In the film, Stalin’s surprising death sets his cronies scrambling on how to appear to honor their beloved leader while also scheme to seize his power. One contender is future Premier Nikita Khrushchev (Steve Buscemi), probably the most well-known name of the group. The other is Lavrentiy Beria (Simon Russell Beale), chief of the Soviet secret police and power-hungry instrument of the widespread purges, executions, and violent repression of that era. Jeffrey Tambor and Michael Palin are other highlights of the excellent cast, and Jason Isaacs nearly steals the movie as Georgy Zhukov, the brash Red Army commander.
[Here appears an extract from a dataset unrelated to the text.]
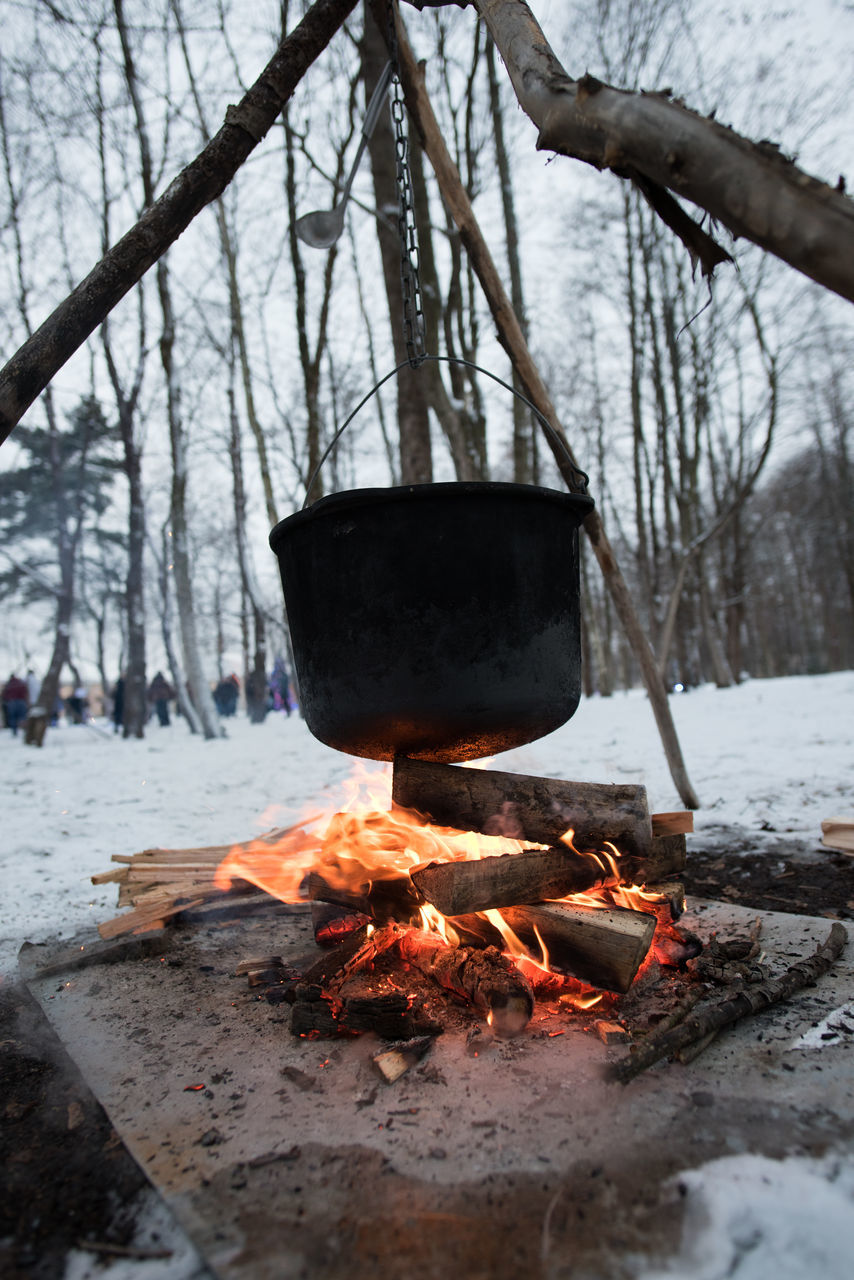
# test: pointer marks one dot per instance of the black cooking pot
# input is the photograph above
(439, 621)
Shot and lit almost like a stage play, the film is a black comedy of manners, with men trying to save face and save their own lives while jockeying for position. As all this happens in Stalin’s country dacha or palatial government buildings, when we do venture outside the halls of power we see the brutal reality of life in a totalitarian regime for regular people: being tortured in a gulag, say, or being forced to reenact an entire symphony for Stalin’s pleasure.

This juxtaposition—“slapstick horror” as Manohla Dargis called it—is jarring but somehow sings. It’s like an extended episode of Veep if Selina Meyer had been a repressive dictator. The laughs don’t come at the expense of the true victims but in response to how the Committee members struggle with their darkly absurd circumstances, like what to do with Stalin’s soiled, unconscious body, or how to communicate with each other while standing guard during Stalin’s funeral and trying to appear stately while doing so.
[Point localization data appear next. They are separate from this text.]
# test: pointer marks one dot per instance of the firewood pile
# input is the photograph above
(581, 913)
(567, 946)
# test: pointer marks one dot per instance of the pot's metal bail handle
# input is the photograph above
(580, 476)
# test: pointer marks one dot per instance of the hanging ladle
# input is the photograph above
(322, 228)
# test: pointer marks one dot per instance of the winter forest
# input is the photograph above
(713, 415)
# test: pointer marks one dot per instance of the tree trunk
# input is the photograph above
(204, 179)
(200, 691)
Though Stalin himself isn’t a prominent character in the film, even in death he looms over everything and everyone, affecting every choice or non-choice these bureaucrats wrestle with, the way the paranoid authoritarian and his regime of senseless violence really did.

The real Khrushchev later reflected in his memoirs about the horrors of this time:

Stalin called everyone who didn’t agree with him an “enemy of the people.” He said that they wanted to restore the old order, and for this purpose, “the enemies of the people” had linked up with the forces of reaction internationally. As a result, several hundred thousand honest people perished. Everyone lived in fear in those days. Everyone expected that at any moment there would be a knock on the door in the middle of the night and that knock on the door would prove fatal … [P]eople not to Stalin’s liking were annihilated, honest party members, irreproachable people, loyal and hard workers for our cause who had gone through the school of revolutionary struggle under Lenin’s leadership. This was utter and complete arbitrariness. And now is all this to be forgiven and forgotten? Never!

We’ve heard about the banality of evil, but the capriciousness of evil, to me, is just as destructive, if not more so. Regimes that rule through fear and paranoia and unpredictability create a living nightmare for everyone, not just the people thrown in jail.

The Death of Stalin enters that nightmare and tries to expose it with the harsh light of humor. Iannucci does stretch his artistic license to the max, condensing the factual historical timeline and giving the main characters a variety of English accents. But by doing so he’s able to honor the absurdity of this true story and bring it into the 21st century in a seriously funny way.